Date of Award


Level of Access Assigned by Author

Campus-Only Thesis

Degree Name

Master of Science (MS)


Plant, Soil, and Environmental Sciences


Ivan J. Fernandez

Second Committee Member

Tsutomu Ohno

Third Committee Member

Kevin Simon


Three soil drainage classes and two forest types were used to evaluate the influences on soil organic carbon (SOC) pools. The soil drainage classes were moderately well drained (MWD), somewhat poorly drained (SWPD) and poorly drained (PD) and the forest types were coniferous (CF) and broadleaved deciduous (BLD).
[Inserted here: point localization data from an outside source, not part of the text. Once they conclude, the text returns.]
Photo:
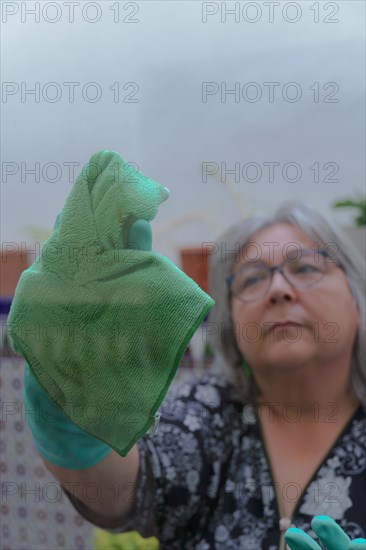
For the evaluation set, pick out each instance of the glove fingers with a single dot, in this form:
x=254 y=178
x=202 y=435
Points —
x=299 y=540
x=140 y=236
x=358 y=544
x=330 y=533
The research was centered at Bear Brook Watershed in Maine (BBWM), a long term ecological research site in eastern Maine, USA. Within each soil drainage class, 6 quantitative soil pedons were excavated, 3 in CF and 3 in BLD forests, and soils were sampled from the forest floor (O horizon) and several depth increments (0-5 cm, 5-25 cm, 25-50 cm, 50-C, C). The MWD soils had significantly higher C concentrations (%C) through the majority of the soil compared to SWPD and PD soils. For forest type comparisons within each soil drainage class, CF forests had a significantly higher C content in the O horizon, mineral soil and whole soil (O Horizon + mineral soil) compared to BLD in MWD soils, but CF C content were only numerically greater than BLD forests in SWPD and PD soils. The relative proportion of C fractions among soil drainage classes and forest types was similar, with the largest fractions for all soil drainage classes and forest types found in the stable fraction, with lesser amounts in the passive fraction. The active fraction was « 1% of the total C fraction pool. There were significant differences in %C among soil drainage classes but not forest type, and trends for C fractions relating to C content followed similar trends for C content data within soil drainage classes between CF and BLD forests. Soil respiration (Rs) data indicated significantly greater seasonal means for SWPD and PD soils compared to MWD soils. The SWPD and PD soil Rs monthly means were significantly greater for the months of July, August and September. Strong correlations were observed between soil temperature and air temperature with Rs, but not with gravimetric soil. Future SOC research should focus on understanding spatial and temporal differences in landscapes that can have high variability over short distances. Integration of understanding SOC dynamics in this context should include focusing on understanding patters of soil drainage, forest types and land use history, reliable estimates of coarse fragments, and understanding variations in types of wetland soils.